Dienstag, 18. September 2018

Munich Re sucht Käufer für Vermögensverwalter Meag Munich Re erwägt Verkauf ihres Vermögensverwalters

Immer in Bewegung: Die Münchener Rück erwägt den Verkauf ihrr Vermögensverwaltung

Der weltgrößte Rückversicherer Münchner Rück (Munich Re) will seine Vermögensverwaltung (Meag) verkaufen und verhandelt darüber mit dem US-Vermögensverwalter Guggenheim, berichtet das "Wall Street Journal" (€) unter Berufung auf eingeweihte Personen.

Die Meag (Munich Ergo Asset Management) verwaltet Vermögen von rund 290 Milliarden Dollar für den Mutterkonzern und die Erstversicherungstochter Ergo. Bei großen Investments wie etwa Infrastrukturprojekten gilt sie damit als zu klein. Mit einem starken Partner an der Seite könnte sie mehr Schlagkraft entwickeln.

Dem Bericht zufolge könnte der Versicherer bei dem Deal im Gegenzug einen nicht genannten Minderheitsanteil von Guggenheim Partners erhalten. Die Gespräche befänden sich noch in einem frühen Stadium, der Rückversicherer wollte den Bericht nicht kommentieren.

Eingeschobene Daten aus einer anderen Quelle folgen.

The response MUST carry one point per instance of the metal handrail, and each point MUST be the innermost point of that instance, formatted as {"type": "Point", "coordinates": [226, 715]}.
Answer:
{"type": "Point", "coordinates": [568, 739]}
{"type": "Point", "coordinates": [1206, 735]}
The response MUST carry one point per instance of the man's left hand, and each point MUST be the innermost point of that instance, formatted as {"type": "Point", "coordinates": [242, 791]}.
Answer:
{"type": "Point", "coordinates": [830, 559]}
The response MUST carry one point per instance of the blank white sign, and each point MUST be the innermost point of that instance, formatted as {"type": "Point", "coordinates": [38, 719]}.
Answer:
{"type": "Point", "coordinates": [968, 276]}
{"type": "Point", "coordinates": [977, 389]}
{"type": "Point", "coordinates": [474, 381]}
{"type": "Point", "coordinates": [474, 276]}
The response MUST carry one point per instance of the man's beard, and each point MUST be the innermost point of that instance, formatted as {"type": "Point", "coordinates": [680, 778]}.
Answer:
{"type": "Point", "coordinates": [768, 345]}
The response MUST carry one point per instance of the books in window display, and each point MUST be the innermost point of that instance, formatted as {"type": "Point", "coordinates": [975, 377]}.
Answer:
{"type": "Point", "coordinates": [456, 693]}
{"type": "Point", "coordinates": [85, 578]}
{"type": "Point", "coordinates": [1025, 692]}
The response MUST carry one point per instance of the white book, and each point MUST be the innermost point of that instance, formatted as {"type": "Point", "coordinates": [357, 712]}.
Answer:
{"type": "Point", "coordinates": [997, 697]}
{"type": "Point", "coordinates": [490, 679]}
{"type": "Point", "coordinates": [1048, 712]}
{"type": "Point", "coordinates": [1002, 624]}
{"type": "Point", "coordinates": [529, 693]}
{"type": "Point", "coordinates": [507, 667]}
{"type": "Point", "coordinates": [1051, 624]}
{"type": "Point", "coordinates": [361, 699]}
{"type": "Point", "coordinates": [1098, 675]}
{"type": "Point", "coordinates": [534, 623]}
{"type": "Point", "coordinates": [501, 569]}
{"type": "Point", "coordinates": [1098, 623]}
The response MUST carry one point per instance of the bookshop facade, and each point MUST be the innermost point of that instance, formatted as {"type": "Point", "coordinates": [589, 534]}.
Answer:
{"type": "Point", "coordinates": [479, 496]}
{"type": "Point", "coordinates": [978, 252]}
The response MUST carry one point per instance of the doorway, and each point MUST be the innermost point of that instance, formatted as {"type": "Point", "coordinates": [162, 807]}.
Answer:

Die Münchener Rück hatte im vergangenen Jahr nach Naturkatastrophen milliardenhohe Schäden zu begleichen. Der Gewinn löste sich quasi in Luft auf . Zugleich leidet der Konzern wie andere Versicherer unter anhaltenden Niedrigzinsen und Preisdruck im Rückversicherungsgeschäft. "Den Abwärtstrend der letzten Jahre gilt es entschlossen zu stoppen und umzukehren", hatte Vorstandschef Joachim Wenning unlängst erklärt, er will Kosten sparen und den Konzern umbauen.

Dazu gehört auch, sich von weniger lukrativen Geschäften zu trennen. Erst am Mittwoch verkündete die Münchener Rück Börsen-Chart zeigen den Verkauf ihrer britischen Lebensversicherungssparte an den Wettbewerber American International Group.

Da niedrige Zinsen und vergleichsweise hohe Kosten die Performance der Meag belasten, könnte der Vermögens- und Investmentverwalter der Münchener Rück von der Guggenheim-Expertise profitieren und mehr Rendite für die Meag-Portfolien herausholen, nennt das Wall Street Journal einen weiteren Vorteil des möglichen Deals.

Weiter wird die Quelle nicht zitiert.